Pour ces deux partis politiques de l’opposition, la réforme électorale envisagée à quelques mois des élections comporte des nombreux pièges.
Sur le plan technique, le premier piège reste l’imposition du seuil légal de représentation du parti politique de 3% de suffrages exprimés au niveau national, de 5% au niveau provincial et de 10% au niveau municipal et local.
« La question qui taraude les esprits est de savoir qui contrôle ce seuil et comment se fait le calcul ? En plus, l’enregistrement des candidatures pour les provinciales étant déjà fait sous l’empire de la Loi électorale n°06/006 du 9 mars 2006 telle que révisée par la Loi 15/001 du 12 février 2015, la réforme en cours est inopportune ».
Aussi, Vital KAMERHE et Eve BAZAIBA estiment que politiquement, cette réforme met en cause certains acquis de l’Accord de Sun-City qui avait, pour des raisons de cohésion nationale et de paix opté pour la représentation proportionnelle des listes ouvertes avec application du fort reste.

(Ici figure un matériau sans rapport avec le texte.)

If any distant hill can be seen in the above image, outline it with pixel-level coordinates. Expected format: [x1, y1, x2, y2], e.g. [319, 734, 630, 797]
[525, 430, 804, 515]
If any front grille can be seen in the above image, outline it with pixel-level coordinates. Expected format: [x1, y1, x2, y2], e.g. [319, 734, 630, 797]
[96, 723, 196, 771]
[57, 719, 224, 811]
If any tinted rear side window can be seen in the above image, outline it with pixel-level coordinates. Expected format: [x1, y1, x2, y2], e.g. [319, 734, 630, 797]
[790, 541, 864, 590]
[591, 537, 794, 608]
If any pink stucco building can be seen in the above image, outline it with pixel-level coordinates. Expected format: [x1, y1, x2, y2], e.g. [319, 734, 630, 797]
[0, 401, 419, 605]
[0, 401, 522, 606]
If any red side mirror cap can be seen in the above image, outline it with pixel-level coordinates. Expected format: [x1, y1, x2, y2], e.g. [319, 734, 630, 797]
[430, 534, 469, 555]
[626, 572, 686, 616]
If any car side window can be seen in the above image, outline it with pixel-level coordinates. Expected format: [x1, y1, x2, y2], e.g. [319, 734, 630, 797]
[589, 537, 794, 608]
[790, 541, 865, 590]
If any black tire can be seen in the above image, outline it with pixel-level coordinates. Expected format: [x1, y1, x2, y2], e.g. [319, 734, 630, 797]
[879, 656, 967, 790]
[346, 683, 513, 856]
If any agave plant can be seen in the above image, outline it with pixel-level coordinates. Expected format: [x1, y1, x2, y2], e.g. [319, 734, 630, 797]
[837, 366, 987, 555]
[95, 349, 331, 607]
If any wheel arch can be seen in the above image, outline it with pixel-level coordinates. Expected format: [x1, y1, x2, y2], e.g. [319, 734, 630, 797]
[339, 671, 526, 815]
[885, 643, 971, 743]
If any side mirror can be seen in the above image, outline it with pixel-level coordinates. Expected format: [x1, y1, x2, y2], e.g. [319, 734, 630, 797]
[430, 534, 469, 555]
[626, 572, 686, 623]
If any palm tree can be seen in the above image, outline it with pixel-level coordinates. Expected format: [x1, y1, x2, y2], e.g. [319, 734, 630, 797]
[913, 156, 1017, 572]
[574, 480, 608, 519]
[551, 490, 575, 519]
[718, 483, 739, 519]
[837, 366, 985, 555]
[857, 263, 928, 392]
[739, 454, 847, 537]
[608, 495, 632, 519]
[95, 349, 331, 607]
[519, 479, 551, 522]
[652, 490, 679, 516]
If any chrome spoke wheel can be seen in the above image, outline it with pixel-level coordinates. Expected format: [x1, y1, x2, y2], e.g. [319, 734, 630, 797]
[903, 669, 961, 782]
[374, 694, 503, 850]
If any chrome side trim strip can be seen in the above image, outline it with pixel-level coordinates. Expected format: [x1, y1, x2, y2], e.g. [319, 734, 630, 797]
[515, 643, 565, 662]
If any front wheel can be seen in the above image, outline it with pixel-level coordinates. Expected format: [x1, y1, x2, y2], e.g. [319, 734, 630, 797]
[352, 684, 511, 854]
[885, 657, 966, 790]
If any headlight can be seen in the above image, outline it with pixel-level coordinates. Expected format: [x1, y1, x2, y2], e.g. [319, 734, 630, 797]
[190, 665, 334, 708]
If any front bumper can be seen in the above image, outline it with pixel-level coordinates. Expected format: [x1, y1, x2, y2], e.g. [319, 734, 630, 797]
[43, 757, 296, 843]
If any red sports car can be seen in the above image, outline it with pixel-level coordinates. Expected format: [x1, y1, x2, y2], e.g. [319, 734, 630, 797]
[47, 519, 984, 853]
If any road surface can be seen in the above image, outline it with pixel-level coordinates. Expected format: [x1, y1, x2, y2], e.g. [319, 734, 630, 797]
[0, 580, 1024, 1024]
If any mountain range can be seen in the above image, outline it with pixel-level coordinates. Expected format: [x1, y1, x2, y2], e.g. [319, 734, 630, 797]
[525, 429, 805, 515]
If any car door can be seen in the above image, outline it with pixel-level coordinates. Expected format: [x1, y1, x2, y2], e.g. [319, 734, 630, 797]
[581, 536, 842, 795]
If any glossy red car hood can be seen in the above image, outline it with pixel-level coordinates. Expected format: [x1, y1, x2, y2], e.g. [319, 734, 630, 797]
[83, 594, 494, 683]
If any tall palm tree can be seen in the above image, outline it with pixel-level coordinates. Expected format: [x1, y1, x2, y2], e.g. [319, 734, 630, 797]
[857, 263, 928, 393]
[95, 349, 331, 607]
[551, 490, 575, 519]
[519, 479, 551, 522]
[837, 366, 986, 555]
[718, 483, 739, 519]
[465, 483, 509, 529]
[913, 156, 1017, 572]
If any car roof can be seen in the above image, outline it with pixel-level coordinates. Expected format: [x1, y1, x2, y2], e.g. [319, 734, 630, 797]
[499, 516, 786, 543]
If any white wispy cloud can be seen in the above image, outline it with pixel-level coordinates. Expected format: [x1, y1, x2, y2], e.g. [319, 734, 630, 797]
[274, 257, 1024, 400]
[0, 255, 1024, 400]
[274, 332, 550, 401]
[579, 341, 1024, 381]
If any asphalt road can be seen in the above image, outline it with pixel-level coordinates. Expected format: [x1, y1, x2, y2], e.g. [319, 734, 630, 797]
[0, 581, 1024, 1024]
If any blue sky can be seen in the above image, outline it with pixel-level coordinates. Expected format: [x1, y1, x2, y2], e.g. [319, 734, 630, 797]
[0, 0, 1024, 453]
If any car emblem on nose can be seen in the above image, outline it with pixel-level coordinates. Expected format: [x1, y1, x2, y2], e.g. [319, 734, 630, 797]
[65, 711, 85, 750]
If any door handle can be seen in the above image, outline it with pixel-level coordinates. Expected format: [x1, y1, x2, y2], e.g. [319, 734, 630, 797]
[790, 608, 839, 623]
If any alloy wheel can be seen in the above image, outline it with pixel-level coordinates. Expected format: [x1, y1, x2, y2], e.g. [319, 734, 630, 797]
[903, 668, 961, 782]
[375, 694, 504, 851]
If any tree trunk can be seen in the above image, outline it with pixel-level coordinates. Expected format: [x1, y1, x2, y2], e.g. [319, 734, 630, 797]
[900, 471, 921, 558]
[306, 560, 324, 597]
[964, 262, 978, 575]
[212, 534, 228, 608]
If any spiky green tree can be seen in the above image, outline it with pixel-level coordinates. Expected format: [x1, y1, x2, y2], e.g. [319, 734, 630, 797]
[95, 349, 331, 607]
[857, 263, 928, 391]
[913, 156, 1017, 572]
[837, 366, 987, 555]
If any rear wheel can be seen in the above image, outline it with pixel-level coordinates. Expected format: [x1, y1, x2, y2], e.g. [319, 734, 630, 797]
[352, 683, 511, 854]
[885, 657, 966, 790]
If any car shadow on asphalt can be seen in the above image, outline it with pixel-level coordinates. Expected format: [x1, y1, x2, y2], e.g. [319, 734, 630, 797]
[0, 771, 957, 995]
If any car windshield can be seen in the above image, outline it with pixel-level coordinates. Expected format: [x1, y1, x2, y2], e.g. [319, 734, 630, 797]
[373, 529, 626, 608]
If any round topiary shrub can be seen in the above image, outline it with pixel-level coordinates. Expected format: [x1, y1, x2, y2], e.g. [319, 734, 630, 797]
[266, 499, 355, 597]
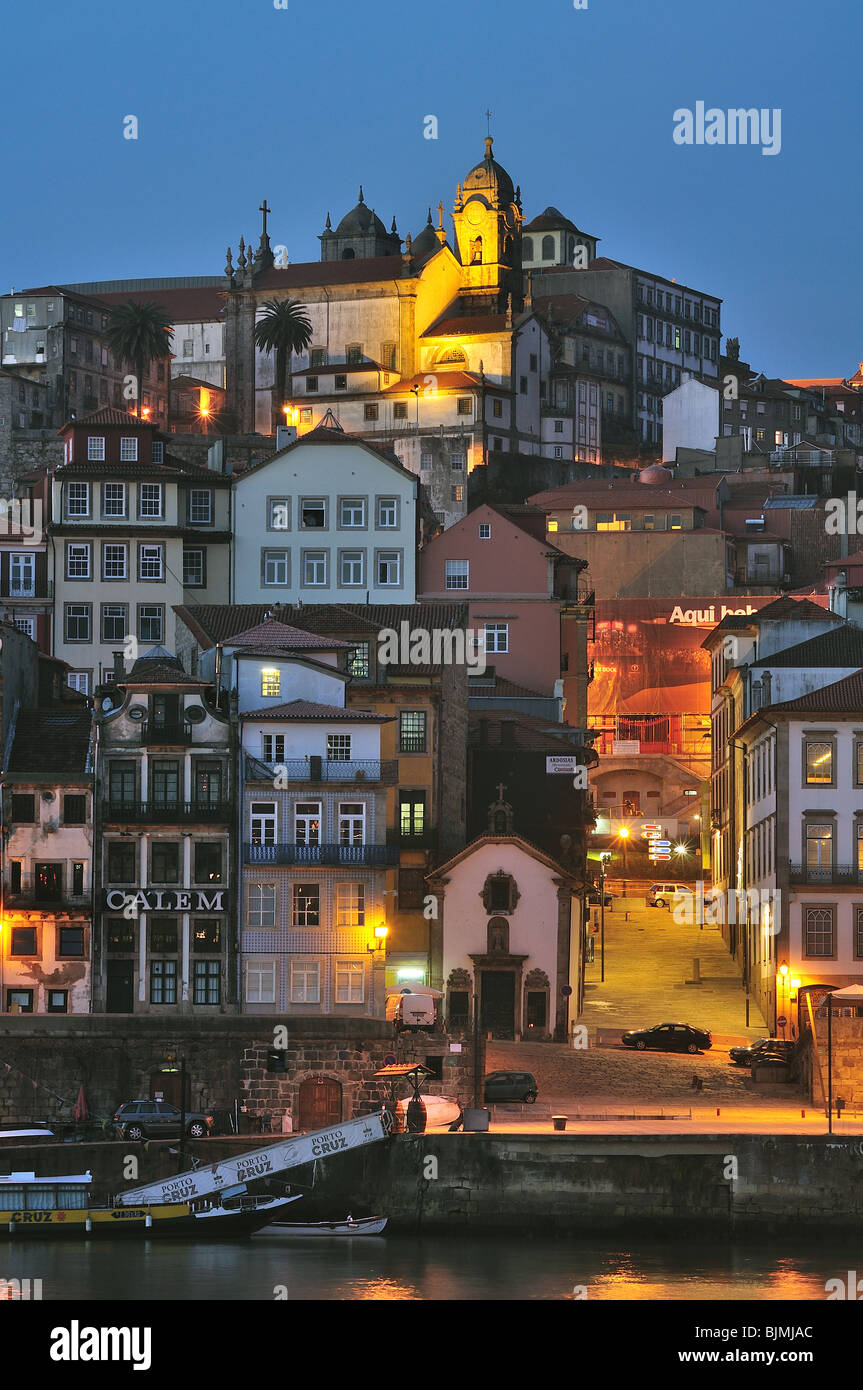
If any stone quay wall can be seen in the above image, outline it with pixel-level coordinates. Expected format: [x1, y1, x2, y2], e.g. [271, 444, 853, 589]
[0, 1013, 485, 1131]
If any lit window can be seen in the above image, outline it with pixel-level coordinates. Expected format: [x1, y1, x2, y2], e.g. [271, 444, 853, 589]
[261, 666, 282, 699]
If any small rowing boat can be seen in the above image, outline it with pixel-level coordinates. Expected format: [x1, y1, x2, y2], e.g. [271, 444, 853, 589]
[268, 1216, 388, 1236]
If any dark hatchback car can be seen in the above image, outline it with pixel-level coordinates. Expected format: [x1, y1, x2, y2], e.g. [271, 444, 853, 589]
[620, 1023, 713, 1052]
[113, 1101, 213, 1140]
[484, 1072, 536, 1105]
[728, 1038, 795, 1066]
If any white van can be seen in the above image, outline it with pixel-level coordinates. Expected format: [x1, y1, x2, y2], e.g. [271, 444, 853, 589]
[648, 883, 692, 908]
[386, 994, 435, 1033]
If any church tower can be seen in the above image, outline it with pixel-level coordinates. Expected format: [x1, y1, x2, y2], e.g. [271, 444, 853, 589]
[453, 135, 523, 313]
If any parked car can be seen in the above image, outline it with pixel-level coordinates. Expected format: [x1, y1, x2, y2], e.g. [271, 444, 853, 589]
[484, 1072, 538, 1105]
[113, 1101, 213, 1140]
[728, 1038, 795, 1066]
[648, 883, 692, 908]
[588, 884, 617, 908]
[620, 1023, 713, 1052]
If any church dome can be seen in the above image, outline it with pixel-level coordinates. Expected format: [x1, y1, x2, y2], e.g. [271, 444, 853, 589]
[638, 463, 674, 484]
[335, 185, 386, 236]
[463, 135, 516, 204]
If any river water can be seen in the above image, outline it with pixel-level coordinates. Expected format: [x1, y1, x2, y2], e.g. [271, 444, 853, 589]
[0, 1232, 863, 1301]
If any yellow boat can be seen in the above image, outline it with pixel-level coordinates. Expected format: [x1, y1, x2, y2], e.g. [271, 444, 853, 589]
[0, 1172, 299, 1240]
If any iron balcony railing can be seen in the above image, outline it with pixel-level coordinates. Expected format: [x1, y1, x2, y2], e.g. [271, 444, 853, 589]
[246, 845, 399, 867]
[101, 801, 231, 826]
[250, 756, 399, 783]
[789, 865, 863, 885]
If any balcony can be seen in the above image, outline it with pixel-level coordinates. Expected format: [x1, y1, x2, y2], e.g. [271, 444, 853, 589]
[789, 865, 863, 888]
[101, 801, 231, 826]
[140, 719, 192, 748]
[248, 758, 399, 784]
[245, 845, 399, 867]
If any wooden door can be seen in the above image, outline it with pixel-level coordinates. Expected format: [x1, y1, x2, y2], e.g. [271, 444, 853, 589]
[297, 1076, 342, 1130]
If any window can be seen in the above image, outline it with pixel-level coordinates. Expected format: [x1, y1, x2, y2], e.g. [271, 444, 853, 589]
[267, 498, 290, 531]
[138, 545, 164, 580]
[250, 801, 277, 845]
[303, 550, 327, 588]
[293, 801, 321, 845]
[339, 498, 365, 530]
[8, 927, 36, 955]
[63, 795, 88, 826]
[138, 603, 163, 642]
[63, 603, 92, 642]
[292, 883, 321, 927]
[300, 498, 327, 531]
[261, 550, 290, 588]
[399, 791, 425, 840]
[378, 550, 402, 588]
[101, 482, 126, 517]
[138, 482, 161, 517]
[806, 821, 832, 870]
[6, 990, 33, 1013]
[399, 709, 427, 753]
[189, 488, 213, 525]
[336, 960, 365, 1004]
[193, 840, 224, 883]
[101, 603, 129, 642]
[261, 734, 285, 763]
[150, 960, 176, 1004]
[446, 560, 470, 589]
[339, 550, 365, 588]
[806, 739, 834, 787]
[336, 883, 365, 927]
[193, 960, 221, 1004]
[65, 541, 90, 580]
[150, 840, 179, 883]
[249, 883, 275, 927]
[339, 801, 365, 845]
[803, 906, 837, 959]
[101, 543, 128, 580]
[57, 927, 83, 958]
[192, 917, 222, 954]
[485, 623, 510, 652]
[11, 792, 36, 826]
[183, 550, 207, 589]
[327, 734, 350, 763]
[290, 960, 321, 1004]
[347, 642, 371, 681]
[106, 840, 136, 883]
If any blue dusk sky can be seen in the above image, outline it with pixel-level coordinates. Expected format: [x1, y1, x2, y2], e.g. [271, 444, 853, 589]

« Parmi les motivations du rejet de cette loi il sied de relever : Les instruments juridiques internationaux interdisent les réformes des lois électorales pendant que les activités électorales sont en cours ; La planification de la tricherie découlant des enregistrements sonores de la dernière réunion du PPRD avec le Président de la CENI dévoilé par Jeune Afrique. Par ailleurs, le recours à la machine à voter va poser plusieurs problèmes notamment : sa maîtrise d’utilisation par les électeurs et même les agents de la CENI qui n’ont jamais été formé à ce sujet ; la gestion des pannes ainsi que la maîtrise du logiciel et la gestion des données, etc. » dit le communiqué qui circule sur les réseaux sociaux.
L’UNC et le MLC appellent à l’unité de l’opposition en vue des actions communes pour barrer la route à toute « initiative cavalière de révision de la loi électorale comme en janvier 2015 et soutiendront toute initiative visant à déjouer ce plan machiavélique du pouvoir finissant » concluent ces partis d’opposition.